Resins are most familiar as tacky discharges from pine trees (and as the substance in amber, and rosin for violin bows). They were most valued however as the basis of ancient commodities like frankincense and myrrh (two of the three gifts of the Three Wise Men to the baby Jesus) and getting access to their source was one benefit to Solomon for marrying the Queen of Sheba (now Ethiopia). Resins were the original antiseptic remedies, ground and applied as powders or pastes to wounds or inflamed tissues, and were also used for mummification. With alcohol distillation it was found that they could be dissolved in 90% alcohol and in this form they remain a most powerful mouthwash and gargle, for infected sore throats and gum disease. They never attracted much early research interest because they permanently coat expensive glassware! For use in the mouth, gums and throat hey are best combined with concentrated licorice extracts to keep the resins in suspension and add extra soothing properties. It appears that they work both as local antiseptics and by stimulating white blood cell activity under the mucosal surface. They feel extremely effective!
The salty flavour is immediately distinctive. A grain dropped onto the tongue is instantly moistening and a sprinkle on food enkindles digestion. This easily recognisable flavour has its receptors right at the front of the tongue. The salty flavor creates moisture and heat, a sinking and heavy effect which is very grounding for the nervous system and encourages stability. People who are solid and reliable become known as ‘the salt of the earth'.
The sharp taste of some fruits, and almost all unripe fruits, as well as vinegar and fermented foods, is produced by weak acids (the taste is generated by H+ ions from acids stimulating the sour taste buds). Sour taste buds are hard-wired to generate immediate reflex responses elsewhere in the body. Anyone who likes the refreshing taste of lemon or other citrus in the morning will know that one reflex effect is increased saliva production. Other effects are subjective rather than confirmed by research but there is a consistent view that they include increased digestive activity and contraction of the gallbladder.

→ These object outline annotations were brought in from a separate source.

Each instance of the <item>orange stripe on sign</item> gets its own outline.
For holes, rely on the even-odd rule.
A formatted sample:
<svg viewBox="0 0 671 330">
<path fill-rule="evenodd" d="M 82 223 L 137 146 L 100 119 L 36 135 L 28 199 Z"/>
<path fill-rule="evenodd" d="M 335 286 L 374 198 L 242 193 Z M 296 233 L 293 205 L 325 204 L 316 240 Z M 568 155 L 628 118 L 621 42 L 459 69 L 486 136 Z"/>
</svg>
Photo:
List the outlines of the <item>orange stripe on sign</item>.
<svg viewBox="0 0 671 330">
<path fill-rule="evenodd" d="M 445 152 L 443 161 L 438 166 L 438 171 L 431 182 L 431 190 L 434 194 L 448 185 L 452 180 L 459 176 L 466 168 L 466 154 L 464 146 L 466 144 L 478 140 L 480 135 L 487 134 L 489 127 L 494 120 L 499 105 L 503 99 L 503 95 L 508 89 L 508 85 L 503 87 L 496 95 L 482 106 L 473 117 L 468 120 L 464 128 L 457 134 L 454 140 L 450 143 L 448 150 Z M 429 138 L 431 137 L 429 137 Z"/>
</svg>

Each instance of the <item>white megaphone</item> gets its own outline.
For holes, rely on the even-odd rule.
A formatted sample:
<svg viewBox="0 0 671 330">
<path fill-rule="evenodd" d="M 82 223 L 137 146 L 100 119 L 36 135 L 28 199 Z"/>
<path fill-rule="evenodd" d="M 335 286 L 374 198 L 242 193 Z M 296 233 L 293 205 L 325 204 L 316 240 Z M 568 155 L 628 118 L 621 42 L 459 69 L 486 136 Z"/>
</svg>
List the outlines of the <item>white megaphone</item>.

In the days when most people never tasted sugar, ‘sweetness’ was associated with the taste of basic foods: that of cooked vegetables, cereals and meat. In other words sweet was the quality of nourishment, and ‘tonic’ remedies. Describing a remedy as sweet generally led to that remedy being used in convalescence or recovery from illness. Interestingly, the plant constituents most often found in classic tonics like licorice, ginseng are plant steroids including saponins, which also have a sweet taste.